The QRD converts the complex matrix \(A\) into:

Equation 2:

\[A = QR\]

Where:

  • \(Q\), size $[m,n]$, is an orthogonal matrix, which yields the identity matrix when:

Equation 3:

\[Q^H Q = I\]

Where:

  • \(Q^H\) is the complex conjugate transpose for complex systems

  • \(Q^T\) is the transpose for real systems.

\(R\), size $[n,n]\(, is an upper triangular matrix, or right triangular matrix, meaning the lower triangle is all zeros.
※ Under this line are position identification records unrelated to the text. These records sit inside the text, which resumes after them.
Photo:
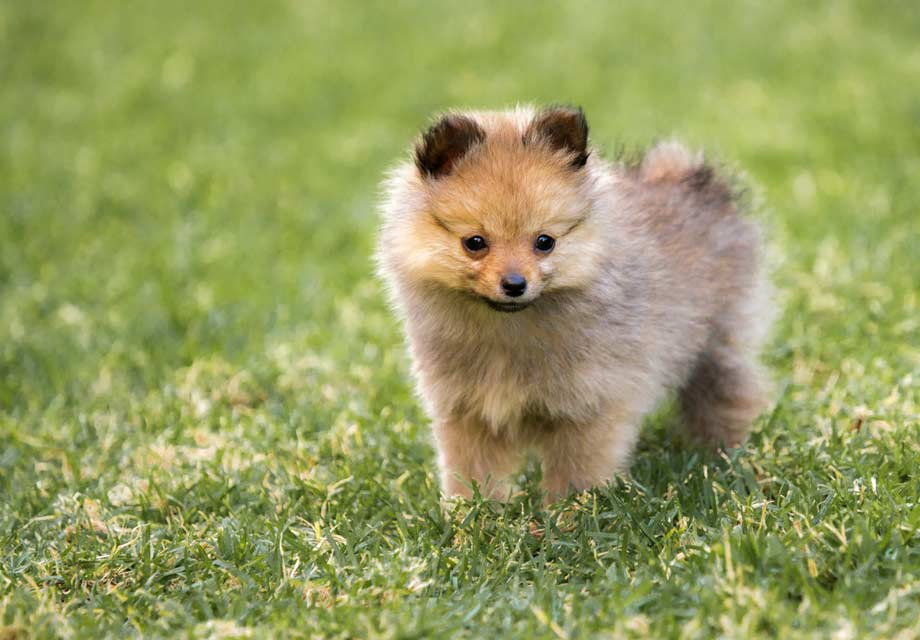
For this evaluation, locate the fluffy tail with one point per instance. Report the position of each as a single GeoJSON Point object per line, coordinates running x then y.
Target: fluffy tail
{"type": "Point", "coordinates": [671, 163]}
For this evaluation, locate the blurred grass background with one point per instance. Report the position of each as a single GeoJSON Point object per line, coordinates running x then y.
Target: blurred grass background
{"type": "Point", "coordinates": [205, 418]}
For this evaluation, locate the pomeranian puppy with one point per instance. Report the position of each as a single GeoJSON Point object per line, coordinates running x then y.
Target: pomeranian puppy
{"type": "Point", "coordinates": [551, 298]}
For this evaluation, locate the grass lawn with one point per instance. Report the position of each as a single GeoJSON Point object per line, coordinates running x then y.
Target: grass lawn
{"type": "Point", "coordinates": [207, 428]}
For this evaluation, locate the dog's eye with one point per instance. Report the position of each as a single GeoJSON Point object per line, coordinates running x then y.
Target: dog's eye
{"type": "Point", "coordinates": [544, 244]}
{"type": "Point", "coordinates": [474, 244]}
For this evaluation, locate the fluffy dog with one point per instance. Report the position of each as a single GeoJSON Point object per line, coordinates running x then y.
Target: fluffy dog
{"type": "Point", "coordinates": [551, 298]}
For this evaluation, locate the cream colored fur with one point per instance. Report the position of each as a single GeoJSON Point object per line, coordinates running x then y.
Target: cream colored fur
{"type": "Point", "coordinates": [653, 284]}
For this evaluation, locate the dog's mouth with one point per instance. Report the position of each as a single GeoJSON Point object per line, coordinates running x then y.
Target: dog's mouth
{"type": "Point", "coordinates": [506, 307]}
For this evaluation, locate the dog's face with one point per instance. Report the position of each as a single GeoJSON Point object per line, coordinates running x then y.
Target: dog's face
{"type": "Point", "coordinates": [498, 206]}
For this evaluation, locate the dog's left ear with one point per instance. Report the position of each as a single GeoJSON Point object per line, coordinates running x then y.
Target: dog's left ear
{"type": "Point", "coordinates": [563, 129]}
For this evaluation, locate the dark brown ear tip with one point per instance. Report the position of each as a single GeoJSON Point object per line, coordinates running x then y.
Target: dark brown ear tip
{"type": "Point", "coordinates": [563, 127]}
{"type": "Point", "coordinates": [445, 143]}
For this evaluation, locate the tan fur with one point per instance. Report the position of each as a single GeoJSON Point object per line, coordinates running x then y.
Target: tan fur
{"type": "Point", "coordinates": [653, 284]}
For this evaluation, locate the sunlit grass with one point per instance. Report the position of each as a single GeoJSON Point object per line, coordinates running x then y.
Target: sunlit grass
{"type": "Point", "coordinates": [206, 422]}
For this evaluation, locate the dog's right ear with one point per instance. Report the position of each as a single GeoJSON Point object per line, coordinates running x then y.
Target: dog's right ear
{"type": "Point", "coordinates": [445, 143]}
This makes for fast arithmetic when solving for \)x$. Equation 4 follows from substituting the QR relationship back into Equation 1.

Equation 4:

\[QRx = b\]
\[Q^HQRx = Q^Hb\]
\[IRx = Q^Hb\]
\[Rx = Q^Hb\]

The last step is to solve for \(x\) using back-substitution. Let \(c = Q^Hb\).

Equation 5:

\[x_j = \frac{1}{R_{j,j}} \left(c_j - \sum_{k=j+1}^{n} R_{j,k} \cdot x_k\right)\]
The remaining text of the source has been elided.